Is the DMCA-based notice and takedown a disruptive innovation for web sites to license content from copyright owners?

From Wikipedia:

A disruptive innovation is an innovation that helps create a new market and value network, and eventually goes on to disrupt an existing market and value network (over a few years or decades), displacing an earlier technology. The term is used in business and technology literature to describe innovations that improve a product or service in ways that the market does not expect, typically first by designing for a different set of consumers in the new market and later by lowering prices in the existing market.
In contrast to disruptive innovation, a sustaining innovation does not create new markets or value networks but rather only evolves existing ones with better value, allowing the firms within to compete against each other’s sustaining improvements.

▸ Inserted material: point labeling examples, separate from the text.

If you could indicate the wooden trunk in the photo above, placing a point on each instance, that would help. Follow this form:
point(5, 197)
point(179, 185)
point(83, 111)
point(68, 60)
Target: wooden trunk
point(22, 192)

Sustaining innovations may be either “discontinuous”[1] (i.e. “transformational” or “revolutionary”) or “continuous” (i.e. “evolutionary”).

The incumbent technology is manual negotiation between licensor and licensee, copyright owner and content distributor, media company and web site. The new one is for the web site to carry anything that crosses its path and remove anything the media company doesn’t want to be there.

This leads to lower quality content catalogs because the catalog of a DMCA-based distributor is full of holes. While a traditional distributor like HMV music stores could get copies of pretty much all the CDs that a purchaser might want, a disruptive distributor like the Gorilla vs Bear music blog lacks far more than it contains.

At the same time the web site is able to compete and win on its own terms. Using Gorilla vs Bear comes with far less friction than using Spotify.

Spotify is a sustaining innovation in that it doesn’t change the market for music recordings.